PaySa generates free credit reports for customers to check their eligibility, enables quick loan approval, and facilitates instant transfers to the applicants’ bank accounts.
It offers customers flexible repayment cycles of 12 to 60 months – a move aimed at improving accessibility for the most needy.
Varun explains,
“India has traditionally been a country of savers. Slowly, it is turning to borrowing very small amounts to be able to upscale and address its needs. But, the cost of a loan for Tier-IV customers is still quite high. So, we are trying to ease that access with longer repayment cycles tailored for people who’re new to credit.”
To expedite customer acquisition, realme is even pre-installing the PaySa app on its handsets and educating buyers through physical stores, channel partners, and thousands of retail touchpoints across the country.
And, it seems to be bearing fruits already.
Demand and growth projections
In less than three months, realme PaySa has recorded 100,000 downloads across app stores, received 10,000 personal loan and 7,000 business loan applications, and generated 50,000 credit reports.
The loan ticket size ranges from Rs 15,000 to Rs 25,000, with maximum demand coming from millennial men in Tier II and III towns. The platform has also received over 1,000 requests for its screen insurance product.
“All this, without spending a penny on marketing,” Varun gloats.
“We are leveraging our existing distributor networks to spread the word on PaySa. We also have about 60 salespeople on ground who are making buyers aware,” he adds.
To facilitate its services, realme has tied up with multiple ecosystem partners – CreditMantri for credit reports,
for individual loans, for SME loans, and for screen insurance. It is in talks with other players too as it adds more services and features to the PaySa platform.realme expects to disburse individual loans worth Rs 5,000 crore to 25 million customers in the next three years. By the end of 2020, it looks to onboard one million customers. By 2023, it also plans to disburse Rs 125 crore worth of business loans to about three million SMEs across 90 percent of India’s pincodes.

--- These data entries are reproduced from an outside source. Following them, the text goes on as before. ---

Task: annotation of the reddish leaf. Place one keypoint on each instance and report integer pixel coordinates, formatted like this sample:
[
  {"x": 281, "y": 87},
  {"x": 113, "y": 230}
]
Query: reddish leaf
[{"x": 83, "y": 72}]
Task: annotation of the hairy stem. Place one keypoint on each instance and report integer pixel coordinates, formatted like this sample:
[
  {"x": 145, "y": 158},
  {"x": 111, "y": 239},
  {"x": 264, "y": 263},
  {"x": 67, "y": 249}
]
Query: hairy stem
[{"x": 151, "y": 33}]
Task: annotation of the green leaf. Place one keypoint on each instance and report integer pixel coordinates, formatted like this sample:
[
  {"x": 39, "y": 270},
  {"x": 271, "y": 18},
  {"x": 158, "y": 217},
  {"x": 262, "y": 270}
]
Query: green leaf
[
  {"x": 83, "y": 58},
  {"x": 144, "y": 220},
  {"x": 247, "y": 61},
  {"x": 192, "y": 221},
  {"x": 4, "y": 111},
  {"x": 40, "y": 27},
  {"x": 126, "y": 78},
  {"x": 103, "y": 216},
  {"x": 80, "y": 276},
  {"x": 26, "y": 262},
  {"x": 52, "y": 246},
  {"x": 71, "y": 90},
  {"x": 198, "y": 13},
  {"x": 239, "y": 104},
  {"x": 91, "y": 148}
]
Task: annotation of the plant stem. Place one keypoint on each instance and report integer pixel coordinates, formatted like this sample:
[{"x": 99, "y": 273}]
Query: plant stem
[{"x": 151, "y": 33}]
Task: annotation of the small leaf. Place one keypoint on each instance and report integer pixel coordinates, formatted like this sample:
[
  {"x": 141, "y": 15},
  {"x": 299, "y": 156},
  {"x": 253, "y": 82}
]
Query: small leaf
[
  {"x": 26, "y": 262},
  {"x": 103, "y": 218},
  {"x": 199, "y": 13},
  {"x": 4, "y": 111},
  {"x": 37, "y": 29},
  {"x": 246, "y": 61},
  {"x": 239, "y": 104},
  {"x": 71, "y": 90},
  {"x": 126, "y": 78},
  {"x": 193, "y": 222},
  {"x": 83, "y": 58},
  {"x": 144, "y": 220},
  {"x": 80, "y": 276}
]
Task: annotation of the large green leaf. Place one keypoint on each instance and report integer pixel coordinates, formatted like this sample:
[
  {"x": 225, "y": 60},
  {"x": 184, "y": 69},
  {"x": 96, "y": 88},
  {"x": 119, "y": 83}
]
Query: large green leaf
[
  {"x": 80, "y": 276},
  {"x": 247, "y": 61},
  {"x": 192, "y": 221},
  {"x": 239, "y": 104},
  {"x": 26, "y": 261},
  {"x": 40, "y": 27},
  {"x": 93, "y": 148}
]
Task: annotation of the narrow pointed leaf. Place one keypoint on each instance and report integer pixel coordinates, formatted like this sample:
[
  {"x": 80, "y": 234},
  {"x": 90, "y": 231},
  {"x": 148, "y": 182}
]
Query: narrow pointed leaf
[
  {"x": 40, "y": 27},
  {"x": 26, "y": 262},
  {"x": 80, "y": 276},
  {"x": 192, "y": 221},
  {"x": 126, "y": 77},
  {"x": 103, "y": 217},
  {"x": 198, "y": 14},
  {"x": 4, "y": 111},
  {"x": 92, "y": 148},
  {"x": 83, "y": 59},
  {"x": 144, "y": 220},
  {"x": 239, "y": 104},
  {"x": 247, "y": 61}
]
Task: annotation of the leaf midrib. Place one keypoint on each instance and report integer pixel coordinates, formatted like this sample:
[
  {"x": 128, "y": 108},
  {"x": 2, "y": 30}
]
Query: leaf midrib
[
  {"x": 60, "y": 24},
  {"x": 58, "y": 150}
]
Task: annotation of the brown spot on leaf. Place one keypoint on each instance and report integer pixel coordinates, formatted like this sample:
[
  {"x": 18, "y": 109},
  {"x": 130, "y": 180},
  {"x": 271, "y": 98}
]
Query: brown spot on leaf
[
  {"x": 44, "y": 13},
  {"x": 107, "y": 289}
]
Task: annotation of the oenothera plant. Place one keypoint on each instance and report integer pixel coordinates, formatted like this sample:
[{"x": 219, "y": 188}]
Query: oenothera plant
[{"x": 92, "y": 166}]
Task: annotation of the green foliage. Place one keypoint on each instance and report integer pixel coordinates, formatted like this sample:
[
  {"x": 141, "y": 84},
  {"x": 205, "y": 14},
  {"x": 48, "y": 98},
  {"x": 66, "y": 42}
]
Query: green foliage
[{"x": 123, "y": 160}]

Varun shares, “We are looking to break even by the third year. Payments will be the main source of customer acquisition going ahead, and we’ll generate revenues from commission fees on loans, insurance, and other products.”

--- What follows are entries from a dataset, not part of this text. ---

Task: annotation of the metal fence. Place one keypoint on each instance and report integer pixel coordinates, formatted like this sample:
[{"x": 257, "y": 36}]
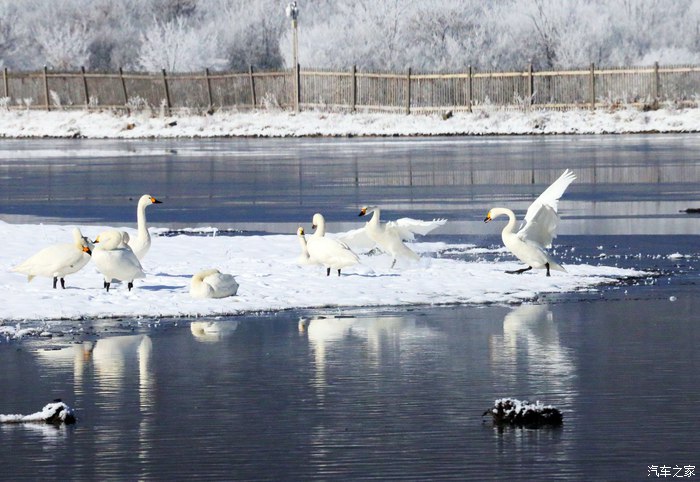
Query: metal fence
[{"x": 644, "y": 87}]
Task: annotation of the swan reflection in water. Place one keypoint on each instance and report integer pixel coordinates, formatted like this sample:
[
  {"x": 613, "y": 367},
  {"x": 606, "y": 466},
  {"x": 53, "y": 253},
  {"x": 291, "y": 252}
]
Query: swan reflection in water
[
  {"x": 212, "y": 331},
  {"x": 530, "y": 336},
  {"x": 381, "y": 338}
]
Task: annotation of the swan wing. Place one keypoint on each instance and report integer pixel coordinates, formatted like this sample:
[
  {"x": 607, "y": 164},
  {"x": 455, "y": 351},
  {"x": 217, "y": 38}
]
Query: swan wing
[
  {"x": 407, "y": 228},
  {"x": 357, "y": 239},
  {"x": 222, "y": 285},
  {"x": 541, "y": 219}
]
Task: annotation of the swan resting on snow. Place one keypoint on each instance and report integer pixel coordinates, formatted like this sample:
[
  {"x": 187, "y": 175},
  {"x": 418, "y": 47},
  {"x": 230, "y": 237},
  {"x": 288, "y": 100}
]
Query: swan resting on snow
[
  {"x": 538, "y": 230},
  {"x": 211, "y": 283},
  {"x": 142, "y": 243},
  {"x": 329, "y": 252},
  {"x": 55, "y": 412},
  {"x": 388, "y": 239},
  {"x": 115, "y": 259},
  {"x": 58, "y": 260}
]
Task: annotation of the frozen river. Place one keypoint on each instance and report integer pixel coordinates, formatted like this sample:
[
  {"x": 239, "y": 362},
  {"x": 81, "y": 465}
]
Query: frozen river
[{"x": 370, "y": 393}]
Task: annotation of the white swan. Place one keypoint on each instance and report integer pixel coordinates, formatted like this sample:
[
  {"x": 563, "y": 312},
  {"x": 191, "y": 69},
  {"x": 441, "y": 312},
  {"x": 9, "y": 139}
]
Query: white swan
[
  {"x": 329, "y": 252},
  {"x": 211, "y": 283},
  {"x": 406, "y": 228},
  {"x": 388, "y": 239},
  {"x": 539, "y": 229},
  {"x": 142, "y": 243},
  {"x": 115, "y": 259},
  {"x": 58, "y": 260},
  {"x": 304, "y": 256}
]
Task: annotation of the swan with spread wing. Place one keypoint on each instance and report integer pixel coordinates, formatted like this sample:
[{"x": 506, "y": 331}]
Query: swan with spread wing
[{"x": 528, "y": 244}]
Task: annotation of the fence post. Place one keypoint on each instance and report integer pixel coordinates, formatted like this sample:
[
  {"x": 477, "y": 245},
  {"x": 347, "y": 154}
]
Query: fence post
[
  {"x": 87, "y": 96},
  {"x": 353, "y": 102},
  {"x": 46, "y": 88},
  {"x": 253, "y": 98},
  {"x": 469, "y": 90},
  {"x": 211, "y": 103},
  {"x": 297, "y": 88},
  {"x": 126, "y": 97},
  {"x": 530, "y": 86},
  {"x": 167, "y": 93},
  {"x": 655, "y": 85},
  {"x": 408, "y": 91},
  {"x": 592, "y": 86}
]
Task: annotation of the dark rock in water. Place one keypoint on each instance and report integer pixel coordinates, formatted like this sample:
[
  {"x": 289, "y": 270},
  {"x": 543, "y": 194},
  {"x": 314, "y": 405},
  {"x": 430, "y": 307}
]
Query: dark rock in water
[{"x": 510, "y": 411}]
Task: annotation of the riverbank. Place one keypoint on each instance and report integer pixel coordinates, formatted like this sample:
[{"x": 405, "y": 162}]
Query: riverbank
[{"x": 276, "y": 123}]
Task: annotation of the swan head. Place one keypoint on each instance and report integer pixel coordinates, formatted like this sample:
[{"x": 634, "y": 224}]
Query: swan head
[
  {"x": 147, "y": 199},
  {"x": 318, "y": 221},
  {"x": 495, "y": 212},
  {"x": 367, "y": 209}
]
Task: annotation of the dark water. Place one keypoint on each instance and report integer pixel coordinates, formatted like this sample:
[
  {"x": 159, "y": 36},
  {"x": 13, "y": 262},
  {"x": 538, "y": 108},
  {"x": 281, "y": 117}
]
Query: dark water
[{"x": 370, "y": 394}]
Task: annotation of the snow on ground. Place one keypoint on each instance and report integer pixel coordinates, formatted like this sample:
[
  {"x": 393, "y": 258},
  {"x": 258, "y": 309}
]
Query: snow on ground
[
  {"x": 272, "y": 123},
  {"x": 270, "y": 279}
]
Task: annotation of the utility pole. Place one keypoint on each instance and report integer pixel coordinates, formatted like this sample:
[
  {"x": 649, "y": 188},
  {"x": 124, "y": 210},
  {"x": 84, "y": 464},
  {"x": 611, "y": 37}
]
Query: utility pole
[{"x": 292, "y": 11}]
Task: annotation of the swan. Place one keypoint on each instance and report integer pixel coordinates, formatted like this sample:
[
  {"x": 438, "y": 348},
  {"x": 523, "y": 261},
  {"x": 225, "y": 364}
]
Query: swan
[
  {"x": 304, "y": 257},
  {"x": 58, "y": 260},
  {"x": 539, "y": 229},
  {"x": 142, "y": 243},
  {"x": 388, "y": 239},
  {"x": 115, "y": 259},
  {"x": 406, "y": 228},
  {"x": 329, "y": 252},
  {"x": 211, "y": 283}
]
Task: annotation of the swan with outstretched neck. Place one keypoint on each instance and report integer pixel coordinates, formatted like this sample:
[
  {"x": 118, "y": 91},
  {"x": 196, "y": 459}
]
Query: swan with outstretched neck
[
  {"x": 115, "y": 259},
  {"x": 329, "y": 252},
  {"x": 387, "y": 239},
  {"x": 142, "y": 243},
  {"x": 528, "y": 243}
]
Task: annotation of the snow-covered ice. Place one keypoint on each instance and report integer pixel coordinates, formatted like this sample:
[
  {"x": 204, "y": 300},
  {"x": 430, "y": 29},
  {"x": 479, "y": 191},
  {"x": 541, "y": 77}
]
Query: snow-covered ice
[
  {"x": 275, "y": 123},
  {"x": 270, "y": 279}
]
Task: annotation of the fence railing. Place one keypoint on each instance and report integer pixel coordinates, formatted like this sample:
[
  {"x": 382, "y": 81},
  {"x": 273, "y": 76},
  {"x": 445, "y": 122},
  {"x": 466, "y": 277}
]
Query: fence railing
[{"x": 352, "y": 90}]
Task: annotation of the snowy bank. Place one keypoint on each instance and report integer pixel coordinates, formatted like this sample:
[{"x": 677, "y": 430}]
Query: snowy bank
[
  {"x": 83, "y": 124},
  {"x": 270, "y": 279}
]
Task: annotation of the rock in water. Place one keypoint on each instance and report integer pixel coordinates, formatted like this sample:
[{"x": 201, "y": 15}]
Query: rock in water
[{"x": 510, "y": 411}]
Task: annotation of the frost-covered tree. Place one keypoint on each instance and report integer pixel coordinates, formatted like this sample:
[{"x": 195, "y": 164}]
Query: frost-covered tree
[{"x": 176, "y": 45}]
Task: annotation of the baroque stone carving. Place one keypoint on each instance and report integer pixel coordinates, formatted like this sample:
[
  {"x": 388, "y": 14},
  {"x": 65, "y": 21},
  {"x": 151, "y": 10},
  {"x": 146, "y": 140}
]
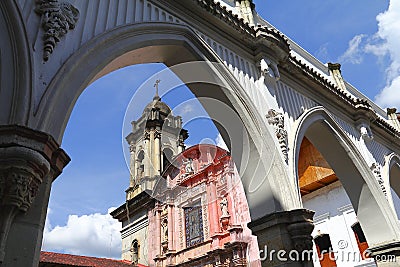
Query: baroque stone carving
[
  {"x": 277, "y": 120},
  {"x": 376, "y": 170},
  {"x": 188, "y": 166},
  {"x": 57, "y": 18},
  {"x": 26, "y": 158},
  {"x": 157, "y": 134},
  {"x": 146, "y": 135},
  {"x": 269, "y": 68}
]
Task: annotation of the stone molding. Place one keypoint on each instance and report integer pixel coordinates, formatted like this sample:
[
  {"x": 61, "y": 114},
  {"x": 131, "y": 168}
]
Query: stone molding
[
  {"x": 26, "y": 158},
  {"x": 376, "y": 170},
  {"x": 57, "y": 18}
]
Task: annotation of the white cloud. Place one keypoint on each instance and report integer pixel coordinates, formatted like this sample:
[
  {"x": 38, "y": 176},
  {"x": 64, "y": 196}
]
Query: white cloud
[
  {"x": 91, "y": 235},
  {"x": 219, "y": 141},
  {"x": 388, "y": 43},
  {"x": 390, "y": 95},
  {"x": 354, "y": 52}
]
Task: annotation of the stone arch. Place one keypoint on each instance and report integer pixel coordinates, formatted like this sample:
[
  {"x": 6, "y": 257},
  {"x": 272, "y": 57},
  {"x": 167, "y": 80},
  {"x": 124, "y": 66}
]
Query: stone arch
[
  {"x": 17, "y": 77},
  {"x": 373, "y": 211},
  {"x": 391, "y": 170},
  {"x": 161, "y": 42}
]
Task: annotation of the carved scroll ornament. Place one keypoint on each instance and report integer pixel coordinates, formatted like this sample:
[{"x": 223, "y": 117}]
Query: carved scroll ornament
[
  {"x": 277, "y": 120},
  {"x": 57, "y": 18}
]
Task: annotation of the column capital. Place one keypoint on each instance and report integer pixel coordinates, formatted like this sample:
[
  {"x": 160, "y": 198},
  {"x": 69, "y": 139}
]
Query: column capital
[{"x": 27, "y": 157}]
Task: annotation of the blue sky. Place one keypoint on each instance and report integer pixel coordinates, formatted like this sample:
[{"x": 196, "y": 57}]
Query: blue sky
[{"x": 334, "y": 31}]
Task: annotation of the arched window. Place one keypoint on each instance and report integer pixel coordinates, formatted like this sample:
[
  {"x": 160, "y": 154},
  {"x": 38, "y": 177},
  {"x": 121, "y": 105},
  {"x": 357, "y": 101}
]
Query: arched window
[
  {"x": 361, "y": 240},
  {"x": 135, "y": 252},
  {"x": 167, "y": 157},
  {"x": 324, "y": 250},
  {"x": 140, "y": 166}
]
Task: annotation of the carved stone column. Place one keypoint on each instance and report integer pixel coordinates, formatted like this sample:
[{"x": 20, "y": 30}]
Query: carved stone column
[
  {"x": 157, "y": 153},
  {"x": 29, "y": 162},
  {"x": 282, "y": 236}
]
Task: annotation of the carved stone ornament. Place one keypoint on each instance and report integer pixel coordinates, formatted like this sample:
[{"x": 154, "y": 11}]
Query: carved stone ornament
[
  {"x": 157, "y": 135},
  {"x": 146, "y": 135},
  {"x": 376, "y": 170},
  {"x": 26, "y": 158},
  {"x": 57, "y": 18},
  {"x": 269, "y": 68},
  {"x": 277, "y": 120}
]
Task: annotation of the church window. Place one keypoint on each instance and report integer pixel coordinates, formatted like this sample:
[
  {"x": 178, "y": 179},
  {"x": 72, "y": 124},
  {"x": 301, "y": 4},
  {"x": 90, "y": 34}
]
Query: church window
[
  {"x": 140, "y": 165},
  {"x": 167, "y": 156},
  {"x": 361, "y": 240},
  {"x": 135, "y": 251},
  {"x": 194, "y": 225},
  {"x": 325, "y": 251}
]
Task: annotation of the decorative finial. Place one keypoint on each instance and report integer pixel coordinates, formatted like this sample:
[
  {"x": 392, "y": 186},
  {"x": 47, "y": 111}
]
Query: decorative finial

Industry landscape and breaking the clutter
Given the abundance of digital credit solutions in India, and a few other phone manufacturers also tapping into ancillary services like financial services, entertainment, etc., realme’s growth path may have several challenges.
In fact, PaySa draws inevitable comparisons with Mi Credit, Xiaomi’s recently-launched lending marketplace. The latter has also signed up with several partners, including EarlySalary (which distributes loans through PaySa too).
In an earlier interaction with YourStory, EarlySalary Co-founder and CEO Akshay Mehrotra said: “The next phase of growth for lending companies will come from B2B2C channels like PaySa. We are powering the platform with our own product interface. With credit and payments becoming an important part of monetisation for most companies, this serves as a great customer acquisition system for us.”
Varun singles out that unlike Mi Credit, which is its most ostensible competitor at present, PaySa is a “full-stack player”. “Financial services are for life. We want to be your partners for everything, not just for a single product,” he observes.
In order to distinguish itself from other fintech products in the market, realme plans to leverage its OS, tech capabilities, language innovations, and more.
He says,
“We already have some natural advantages with hardware, software, and distribution. Our users want PaySa to be as easy as Instagram or TikTok. And since we are deeply focussed on Bharat, we’ll also create some language differentiation.”
With more than 300 million Indians waiting to be ‘fin-cluded’, realme is just getting started!